A CUTTING edge manufacturing park is set to welcome an extra 175 jobs to Teesside from a new green energy project, according to a regeneration chief. 

The £55m Tees Advanced Manufacturing Park (Tees AMP), near Newport Bridge, was launched with money from Middlesbrough Council, the Tees Valley Combined Authority (TVCA), the SSI task force and private investment. 

The 27-acre site was made to become a cluster for technology manufacturing firms – and it is now understood about 80% of the buildings on the stretch have been let. 

Now a regeneration boss has revealed how an investment has been lined up for another part of the site.

Middlesbrough Council leaders met behind closed doors on Tuesday to sign off an “urgent” and “time sensitive” item relating to Tees AMP.

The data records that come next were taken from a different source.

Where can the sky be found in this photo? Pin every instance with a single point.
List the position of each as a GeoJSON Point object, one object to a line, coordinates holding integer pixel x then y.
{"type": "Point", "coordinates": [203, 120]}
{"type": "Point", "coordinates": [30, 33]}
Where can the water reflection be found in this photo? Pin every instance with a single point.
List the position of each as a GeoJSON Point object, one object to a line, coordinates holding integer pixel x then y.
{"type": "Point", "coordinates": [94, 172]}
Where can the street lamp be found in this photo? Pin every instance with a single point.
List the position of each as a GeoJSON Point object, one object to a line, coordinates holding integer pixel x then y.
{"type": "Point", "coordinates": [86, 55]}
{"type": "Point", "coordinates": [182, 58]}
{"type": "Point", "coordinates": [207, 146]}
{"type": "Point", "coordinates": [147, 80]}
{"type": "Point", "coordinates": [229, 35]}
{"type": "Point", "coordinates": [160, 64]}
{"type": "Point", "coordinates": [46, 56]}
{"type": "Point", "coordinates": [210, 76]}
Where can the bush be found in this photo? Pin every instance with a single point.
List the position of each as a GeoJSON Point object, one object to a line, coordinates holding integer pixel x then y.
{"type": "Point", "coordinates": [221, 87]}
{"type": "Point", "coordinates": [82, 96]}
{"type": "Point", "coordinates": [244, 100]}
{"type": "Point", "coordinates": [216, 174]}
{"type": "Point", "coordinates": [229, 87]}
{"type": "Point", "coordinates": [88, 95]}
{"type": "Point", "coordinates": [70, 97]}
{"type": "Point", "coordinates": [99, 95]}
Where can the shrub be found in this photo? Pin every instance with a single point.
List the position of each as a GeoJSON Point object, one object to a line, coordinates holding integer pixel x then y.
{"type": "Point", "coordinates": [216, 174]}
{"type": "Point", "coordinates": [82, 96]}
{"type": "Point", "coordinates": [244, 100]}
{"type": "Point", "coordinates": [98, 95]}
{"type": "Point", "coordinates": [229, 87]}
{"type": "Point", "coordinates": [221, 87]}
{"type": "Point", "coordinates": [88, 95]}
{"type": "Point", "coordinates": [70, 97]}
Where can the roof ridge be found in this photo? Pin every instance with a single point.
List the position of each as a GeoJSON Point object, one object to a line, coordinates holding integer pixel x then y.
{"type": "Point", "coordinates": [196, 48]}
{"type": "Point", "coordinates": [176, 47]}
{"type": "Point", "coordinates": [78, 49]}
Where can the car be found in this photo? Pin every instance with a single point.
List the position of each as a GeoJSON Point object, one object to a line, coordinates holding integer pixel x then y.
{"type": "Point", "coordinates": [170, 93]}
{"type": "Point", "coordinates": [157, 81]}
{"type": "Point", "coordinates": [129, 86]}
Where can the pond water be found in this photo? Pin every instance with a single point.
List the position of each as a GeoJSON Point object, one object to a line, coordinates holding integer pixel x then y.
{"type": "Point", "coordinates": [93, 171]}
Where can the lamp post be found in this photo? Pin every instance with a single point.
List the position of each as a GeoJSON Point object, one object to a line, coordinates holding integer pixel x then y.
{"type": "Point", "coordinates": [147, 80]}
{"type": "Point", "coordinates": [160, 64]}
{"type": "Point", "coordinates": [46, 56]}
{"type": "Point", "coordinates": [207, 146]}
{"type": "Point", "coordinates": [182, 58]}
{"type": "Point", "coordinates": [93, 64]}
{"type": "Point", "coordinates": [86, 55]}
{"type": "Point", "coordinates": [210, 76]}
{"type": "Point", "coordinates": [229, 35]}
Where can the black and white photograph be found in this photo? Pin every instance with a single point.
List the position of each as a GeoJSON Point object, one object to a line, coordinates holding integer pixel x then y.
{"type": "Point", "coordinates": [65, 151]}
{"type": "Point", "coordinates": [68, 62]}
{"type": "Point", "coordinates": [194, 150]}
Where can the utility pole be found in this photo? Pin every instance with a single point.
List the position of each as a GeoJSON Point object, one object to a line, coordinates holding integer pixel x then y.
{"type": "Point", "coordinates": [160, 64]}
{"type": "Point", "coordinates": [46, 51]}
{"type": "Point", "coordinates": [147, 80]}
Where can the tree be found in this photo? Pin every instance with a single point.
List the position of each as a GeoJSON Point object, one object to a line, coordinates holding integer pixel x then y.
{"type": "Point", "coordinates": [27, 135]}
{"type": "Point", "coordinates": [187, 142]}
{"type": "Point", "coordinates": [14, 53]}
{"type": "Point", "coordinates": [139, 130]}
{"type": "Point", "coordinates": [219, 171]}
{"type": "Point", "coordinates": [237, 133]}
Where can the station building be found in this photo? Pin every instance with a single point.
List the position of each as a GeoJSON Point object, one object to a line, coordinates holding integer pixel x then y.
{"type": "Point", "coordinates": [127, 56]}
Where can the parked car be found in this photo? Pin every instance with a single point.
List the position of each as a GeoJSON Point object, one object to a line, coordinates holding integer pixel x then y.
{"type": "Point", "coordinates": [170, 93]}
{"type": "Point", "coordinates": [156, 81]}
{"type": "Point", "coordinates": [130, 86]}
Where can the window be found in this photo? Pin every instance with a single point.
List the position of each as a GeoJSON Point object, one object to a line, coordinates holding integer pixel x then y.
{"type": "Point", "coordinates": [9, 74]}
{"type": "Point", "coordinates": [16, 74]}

No further details were released publicly as the virtual meeting was shifted into a private session due to “commercially sensitive” information.

Then on Wednesday, Richard Horniman, director of regeneration at the council, told an infrastructure scrutiny panel the authority was seeing “reasonably strong interest” in at least half of the site.

He also revealed an advanced manufacturing company had been signed onto the site earlier this week – with the firm starting its fit out next week. 

Mr Horniman added: “We’ve also got a proposed inward investment for the currently undeveloped part of the site which was approved at executive yesterday (Tuesday).

“That would potentially bring 175 jobs over the next couple of years as a relocation from down south in the green energy field.”

The aim of TeesAMP is to create 1,000 jobs on the 11-hectare site with buildings ranging in size from 3,000 sq ft to 30,000 sq ft.

The first phase of the project on the banks of the Tees promised 180,000 sq ft of industrial space and units, while “phase two” has lined up another 100,000 sq ft to be used on the site. 

A planned £8m extension to The Welding Institute (TWI) was unveiled at the former Newport Ironworks in October last year to offer specialist equipment and laboratory space for research. 

Broken down, funding for the Tees AMP project comes from £12.5m via Middlesbrough Council, £7.6m from the TVCA, £2.3m from the SSI Taskforce set up in the wake of the closure of Redcar steelworks with the rest from private investment.